Active and Intelligent Living Matter II

E. Majorana - WE-Heraeus Conference

21 Mar - 26 Mar 2026

Where:

Ettore Majorana Foundation and Centre for Scientific Culture, Erice, Sicily, Italy

Scientific organizers:

Prof. Amin Doostmohammadi, U Kopenhagen, Denmark • Dr. Marco Mazza, Dr. Tyler Shendruk, U Loughborough, UK • Prof. Dr. Holger Stark, TU Berlin

Collective motion in biological systems, for example seen in animal herds, bird flocks, ant colonies, or bacterial swarms, is a captivating example of self-organization in intelligent living matter. Over recent years, the soft matter and biological physics communities have made substantial progress in uncovering the physical principles underlying the behavior of living matter. These advances have even inspired the design of synthetic active materials capable of self-propulsion and self-assembly. Hydrodynamic interactions, steric forces, topological constraints, and sensory mechanisms such as chemotaxis and visual feedback have all been identified as key drivers of emergent collective phenomena in active systems. Looking ahead, biomedical and technological applications may increasingly depend on materials that mimic the behavior of biological systems.

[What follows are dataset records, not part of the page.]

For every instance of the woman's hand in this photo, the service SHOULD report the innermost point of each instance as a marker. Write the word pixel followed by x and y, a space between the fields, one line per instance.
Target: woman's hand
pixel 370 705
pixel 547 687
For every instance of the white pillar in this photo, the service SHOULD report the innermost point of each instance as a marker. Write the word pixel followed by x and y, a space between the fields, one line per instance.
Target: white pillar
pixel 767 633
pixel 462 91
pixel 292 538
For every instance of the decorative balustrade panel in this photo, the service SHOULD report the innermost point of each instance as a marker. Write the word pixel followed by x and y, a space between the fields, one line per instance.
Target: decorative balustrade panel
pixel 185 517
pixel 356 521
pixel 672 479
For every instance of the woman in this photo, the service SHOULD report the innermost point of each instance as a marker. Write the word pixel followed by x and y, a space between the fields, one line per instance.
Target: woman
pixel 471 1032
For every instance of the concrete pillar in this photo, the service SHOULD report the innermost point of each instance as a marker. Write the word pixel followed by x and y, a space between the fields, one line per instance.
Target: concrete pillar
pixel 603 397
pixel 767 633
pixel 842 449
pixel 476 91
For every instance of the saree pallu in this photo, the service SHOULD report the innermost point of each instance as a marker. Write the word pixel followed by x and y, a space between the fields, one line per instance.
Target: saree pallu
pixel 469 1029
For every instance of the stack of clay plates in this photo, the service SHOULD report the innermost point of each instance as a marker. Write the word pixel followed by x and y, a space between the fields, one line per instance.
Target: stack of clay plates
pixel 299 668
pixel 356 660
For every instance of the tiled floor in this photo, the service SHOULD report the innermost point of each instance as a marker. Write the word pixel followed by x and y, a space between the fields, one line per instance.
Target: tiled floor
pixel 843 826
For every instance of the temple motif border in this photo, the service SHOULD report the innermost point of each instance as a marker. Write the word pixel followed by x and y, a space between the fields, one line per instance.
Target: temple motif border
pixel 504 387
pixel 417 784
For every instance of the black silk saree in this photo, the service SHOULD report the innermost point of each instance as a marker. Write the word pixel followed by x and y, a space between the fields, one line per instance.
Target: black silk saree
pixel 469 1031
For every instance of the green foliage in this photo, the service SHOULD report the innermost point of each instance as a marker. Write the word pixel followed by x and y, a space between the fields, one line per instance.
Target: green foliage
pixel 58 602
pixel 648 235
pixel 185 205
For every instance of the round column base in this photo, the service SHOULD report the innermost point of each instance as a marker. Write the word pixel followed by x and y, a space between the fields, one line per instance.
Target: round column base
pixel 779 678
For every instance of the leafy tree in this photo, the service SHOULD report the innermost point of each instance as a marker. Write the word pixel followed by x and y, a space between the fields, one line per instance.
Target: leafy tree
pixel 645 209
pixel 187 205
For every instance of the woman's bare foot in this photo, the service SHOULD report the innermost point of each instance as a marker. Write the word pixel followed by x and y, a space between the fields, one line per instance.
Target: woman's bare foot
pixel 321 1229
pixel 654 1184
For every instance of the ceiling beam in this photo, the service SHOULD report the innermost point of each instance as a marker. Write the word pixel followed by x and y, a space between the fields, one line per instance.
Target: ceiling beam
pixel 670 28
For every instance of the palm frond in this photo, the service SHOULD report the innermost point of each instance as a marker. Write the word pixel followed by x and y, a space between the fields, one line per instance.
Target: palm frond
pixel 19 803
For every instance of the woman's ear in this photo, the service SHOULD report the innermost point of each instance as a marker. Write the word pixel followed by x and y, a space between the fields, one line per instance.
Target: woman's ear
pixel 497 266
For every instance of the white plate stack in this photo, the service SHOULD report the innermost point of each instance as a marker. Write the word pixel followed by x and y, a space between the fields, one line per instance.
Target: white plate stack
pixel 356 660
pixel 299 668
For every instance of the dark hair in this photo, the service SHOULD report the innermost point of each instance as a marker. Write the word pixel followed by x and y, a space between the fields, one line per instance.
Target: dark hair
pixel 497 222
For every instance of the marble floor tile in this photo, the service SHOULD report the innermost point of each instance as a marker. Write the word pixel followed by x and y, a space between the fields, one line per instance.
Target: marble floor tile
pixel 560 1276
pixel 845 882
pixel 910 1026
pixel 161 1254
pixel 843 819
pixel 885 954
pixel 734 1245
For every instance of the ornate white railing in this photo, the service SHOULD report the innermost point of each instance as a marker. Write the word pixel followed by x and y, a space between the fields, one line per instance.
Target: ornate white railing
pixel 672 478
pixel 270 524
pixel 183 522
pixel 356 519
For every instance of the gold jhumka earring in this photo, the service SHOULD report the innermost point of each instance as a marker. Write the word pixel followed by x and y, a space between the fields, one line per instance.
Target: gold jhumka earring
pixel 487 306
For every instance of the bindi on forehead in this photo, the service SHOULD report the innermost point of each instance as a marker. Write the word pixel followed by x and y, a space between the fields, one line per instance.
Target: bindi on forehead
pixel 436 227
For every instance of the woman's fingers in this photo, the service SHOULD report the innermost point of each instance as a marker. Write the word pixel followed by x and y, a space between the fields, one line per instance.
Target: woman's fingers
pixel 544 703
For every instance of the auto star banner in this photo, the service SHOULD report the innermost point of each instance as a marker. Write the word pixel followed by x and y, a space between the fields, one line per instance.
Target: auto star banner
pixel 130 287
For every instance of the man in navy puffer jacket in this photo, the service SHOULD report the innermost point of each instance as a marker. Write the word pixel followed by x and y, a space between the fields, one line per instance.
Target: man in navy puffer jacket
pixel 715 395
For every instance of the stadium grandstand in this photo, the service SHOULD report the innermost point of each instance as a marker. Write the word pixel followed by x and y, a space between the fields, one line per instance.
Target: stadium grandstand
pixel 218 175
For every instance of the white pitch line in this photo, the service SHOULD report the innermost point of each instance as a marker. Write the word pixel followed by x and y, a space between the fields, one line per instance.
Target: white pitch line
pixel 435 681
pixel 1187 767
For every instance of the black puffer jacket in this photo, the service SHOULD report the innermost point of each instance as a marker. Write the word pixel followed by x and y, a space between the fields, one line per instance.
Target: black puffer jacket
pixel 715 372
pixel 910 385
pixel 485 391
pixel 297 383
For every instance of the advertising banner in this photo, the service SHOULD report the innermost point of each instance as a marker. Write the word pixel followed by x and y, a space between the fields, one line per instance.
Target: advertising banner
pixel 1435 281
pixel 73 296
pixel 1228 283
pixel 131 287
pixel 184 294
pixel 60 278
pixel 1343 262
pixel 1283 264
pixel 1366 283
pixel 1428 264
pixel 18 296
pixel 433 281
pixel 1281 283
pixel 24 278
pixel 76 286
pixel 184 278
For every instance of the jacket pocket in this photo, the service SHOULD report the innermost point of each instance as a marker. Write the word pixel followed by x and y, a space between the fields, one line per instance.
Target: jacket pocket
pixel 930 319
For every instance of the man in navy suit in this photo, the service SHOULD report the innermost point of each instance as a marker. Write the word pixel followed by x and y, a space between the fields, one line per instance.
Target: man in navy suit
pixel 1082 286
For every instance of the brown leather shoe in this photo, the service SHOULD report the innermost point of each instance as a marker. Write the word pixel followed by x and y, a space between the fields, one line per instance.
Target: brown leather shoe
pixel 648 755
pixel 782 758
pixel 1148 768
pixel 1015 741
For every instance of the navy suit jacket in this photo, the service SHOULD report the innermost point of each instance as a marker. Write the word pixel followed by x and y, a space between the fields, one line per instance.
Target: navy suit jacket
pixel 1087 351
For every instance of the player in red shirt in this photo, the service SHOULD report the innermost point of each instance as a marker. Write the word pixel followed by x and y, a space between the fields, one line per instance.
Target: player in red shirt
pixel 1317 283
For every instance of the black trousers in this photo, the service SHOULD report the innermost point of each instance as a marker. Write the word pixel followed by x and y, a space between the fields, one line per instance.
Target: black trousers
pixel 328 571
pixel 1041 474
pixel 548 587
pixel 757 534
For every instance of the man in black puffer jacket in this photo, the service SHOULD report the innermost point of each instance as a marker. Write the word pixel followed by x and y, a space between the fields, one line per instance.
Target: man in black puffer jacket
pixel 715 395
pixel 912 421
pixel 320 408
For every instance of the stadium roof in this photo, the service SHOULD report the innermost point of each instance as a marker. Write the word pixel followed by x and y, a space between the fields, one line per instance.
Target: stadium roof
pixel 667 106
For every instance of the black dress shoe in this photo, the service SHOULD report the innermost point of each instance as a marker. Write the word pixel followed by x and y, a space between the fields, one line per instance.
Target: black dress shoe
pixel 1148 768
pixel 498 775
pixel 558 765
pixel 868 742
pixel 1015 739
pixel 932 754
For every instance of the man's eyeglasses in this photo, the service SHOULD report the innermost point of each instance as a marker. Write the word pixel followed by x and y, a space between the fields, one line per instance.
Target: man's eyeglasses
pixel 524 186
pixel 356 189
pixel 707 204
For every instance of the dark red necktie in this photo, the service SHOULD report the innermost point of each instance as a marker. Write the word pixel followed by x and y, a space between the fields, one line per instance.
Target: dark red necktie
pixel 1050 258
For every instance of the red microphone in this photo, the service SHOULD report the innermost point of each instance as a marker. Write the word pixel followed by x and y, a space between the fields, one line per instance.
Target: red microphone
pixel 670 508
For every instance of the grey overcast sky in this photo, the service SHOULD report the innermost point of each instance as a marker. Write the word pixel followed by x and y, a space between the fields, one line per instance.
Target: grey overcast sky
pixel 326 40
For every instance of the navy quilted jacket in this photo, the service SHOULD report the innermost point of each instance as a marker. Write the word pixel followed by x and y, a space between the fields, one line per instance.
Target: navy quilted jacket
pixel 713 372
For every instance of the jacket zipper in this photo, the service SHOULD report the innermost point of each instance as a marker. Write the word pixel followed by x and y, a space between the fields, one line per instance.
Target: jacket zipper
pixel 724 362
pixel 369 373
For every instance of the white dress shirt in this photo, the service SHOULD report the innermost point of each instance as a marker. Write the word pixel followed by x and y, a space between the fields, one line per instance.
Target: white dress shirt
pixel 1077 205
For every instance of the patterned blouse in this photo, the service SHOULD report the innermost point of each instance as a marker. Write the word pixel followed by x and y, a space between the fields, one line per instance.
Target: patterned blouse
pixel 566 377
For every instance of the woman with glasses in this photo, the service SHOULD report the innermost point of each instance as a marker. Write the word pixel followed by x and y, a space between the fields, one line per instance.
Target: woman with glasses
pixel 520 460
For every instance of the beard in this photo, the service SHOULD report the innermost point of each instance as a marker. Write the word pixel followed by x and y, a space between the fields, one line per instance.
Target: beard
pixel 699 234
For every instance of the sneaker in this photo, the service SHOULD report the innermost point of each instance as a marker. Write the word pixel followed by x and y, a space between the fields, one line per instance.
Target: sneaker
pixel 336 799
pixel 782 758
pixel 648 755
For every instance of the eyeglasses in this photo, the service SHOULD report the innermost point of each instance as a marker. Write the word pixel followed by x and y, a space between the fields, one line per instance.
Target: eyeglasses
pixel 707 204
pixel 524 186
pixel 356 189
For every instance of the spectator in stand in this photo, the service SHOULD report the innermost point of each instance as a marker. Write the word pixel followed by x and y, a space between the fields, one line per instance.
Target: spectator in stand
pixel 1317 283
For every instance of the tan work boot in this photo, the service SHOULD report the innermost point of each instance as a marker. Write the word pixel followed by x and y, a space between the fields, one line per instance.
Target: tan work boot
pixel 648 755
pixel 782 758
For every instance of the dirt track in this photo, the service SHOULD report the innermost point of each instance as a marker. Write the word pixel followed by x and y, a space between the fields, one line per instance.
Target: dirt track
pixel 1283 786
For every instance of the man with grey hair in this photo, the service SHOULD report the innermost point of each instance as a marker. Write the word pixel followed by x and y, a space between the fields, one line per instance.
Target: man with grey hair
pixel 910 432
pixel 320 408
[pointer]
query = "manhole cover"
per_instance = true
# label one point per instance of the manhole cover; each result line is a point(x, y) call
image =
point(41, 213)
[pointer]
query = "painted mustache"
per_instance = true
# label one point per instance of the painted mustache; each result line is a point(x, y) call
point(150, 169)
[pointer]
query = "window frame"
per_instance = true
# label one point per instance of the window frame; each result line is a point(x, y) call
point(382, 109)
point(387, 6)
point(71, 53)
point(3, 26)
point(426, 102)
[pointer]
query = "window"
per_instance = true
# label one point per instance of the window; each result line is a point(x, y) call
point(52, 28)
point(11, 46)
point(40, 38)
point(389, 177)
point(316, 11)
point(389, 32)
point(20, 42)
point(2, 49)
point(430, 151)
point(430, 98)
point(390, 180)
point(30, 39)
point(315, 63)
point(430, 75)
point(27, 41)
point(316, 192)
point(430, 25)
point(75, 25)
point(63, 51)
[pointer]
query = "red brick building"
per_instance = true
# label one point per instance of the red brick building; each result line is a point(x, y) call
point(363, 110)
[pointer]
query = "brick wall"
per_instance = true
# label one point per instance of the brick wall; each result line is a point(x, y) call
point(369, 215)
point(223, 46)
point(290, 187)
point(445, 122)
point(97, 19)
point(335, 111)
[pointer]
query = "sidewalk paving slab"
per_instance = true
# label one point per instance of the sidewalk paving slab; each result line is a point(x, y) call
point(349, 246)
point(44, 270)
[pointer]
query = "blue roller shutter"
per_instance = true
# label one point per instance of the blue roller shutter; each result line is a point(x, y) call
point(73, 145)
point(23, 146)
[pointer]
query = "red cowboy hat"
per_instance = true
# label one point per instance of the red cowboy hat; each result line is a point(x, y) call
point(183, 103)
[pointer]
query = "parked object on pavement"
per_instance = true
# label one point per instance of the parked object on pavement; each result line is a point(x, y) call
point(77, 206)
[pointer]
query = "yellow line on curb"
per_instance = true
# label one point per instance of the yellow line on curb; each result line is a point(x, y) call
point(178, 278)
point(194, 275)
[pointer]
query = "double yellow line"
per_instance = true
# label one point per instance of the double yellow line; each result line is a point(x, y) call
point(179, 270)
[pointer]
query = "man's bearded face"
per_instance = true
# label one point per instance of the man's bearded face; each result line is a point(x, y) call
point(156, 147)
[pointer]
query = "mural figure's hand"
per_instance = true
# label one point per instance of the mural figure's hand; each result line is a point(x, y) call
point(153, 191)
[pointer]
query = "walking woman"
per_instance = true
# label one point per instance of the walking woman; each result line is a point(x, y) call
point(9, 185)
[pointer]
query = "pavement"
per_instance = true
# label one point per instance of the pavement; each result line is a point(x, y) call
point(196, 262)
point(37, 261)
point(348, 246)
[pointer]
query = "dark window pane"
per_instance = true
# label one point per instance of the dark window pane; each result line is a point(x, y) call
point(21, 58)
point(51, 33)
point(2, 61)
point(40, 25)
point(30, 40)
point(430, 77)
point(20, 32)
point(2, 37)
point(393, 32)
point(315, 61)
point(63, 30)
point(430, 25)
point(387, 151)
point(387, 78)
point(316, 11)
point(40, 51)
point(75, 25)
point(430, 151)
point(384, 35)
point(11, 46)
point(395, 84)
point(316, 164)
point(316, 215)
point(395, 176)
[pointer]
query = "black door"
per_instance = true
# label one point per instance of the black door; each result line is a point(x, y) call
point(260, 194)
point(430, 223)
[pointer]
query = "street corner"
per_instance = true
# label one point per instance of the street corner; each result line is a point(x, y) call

However, far less work has been done to explore and understand the intelligent facet of these materials; their ability to sense, respond and adapt to external or imposed forces or constraints. A defining characteristic of living matter is the ability to adapt and respond dynamically to environmental cues, and yet it remains largely unexplored in synthetic systems. Natural examples, from schooling fish to migrating epithelial tissues, exhibit intelligent and context-dependent responses. Yet most engineered materials still respond only passively.

The central theme of the conference will be understanding how living systems process information - and how we might replicate this in artificial systems. The conference is designed to support a diverse cohort of participants, with a strong emphasis on early-career scientists, i.e., Ph.D. students, junior postdocs, and new faculty.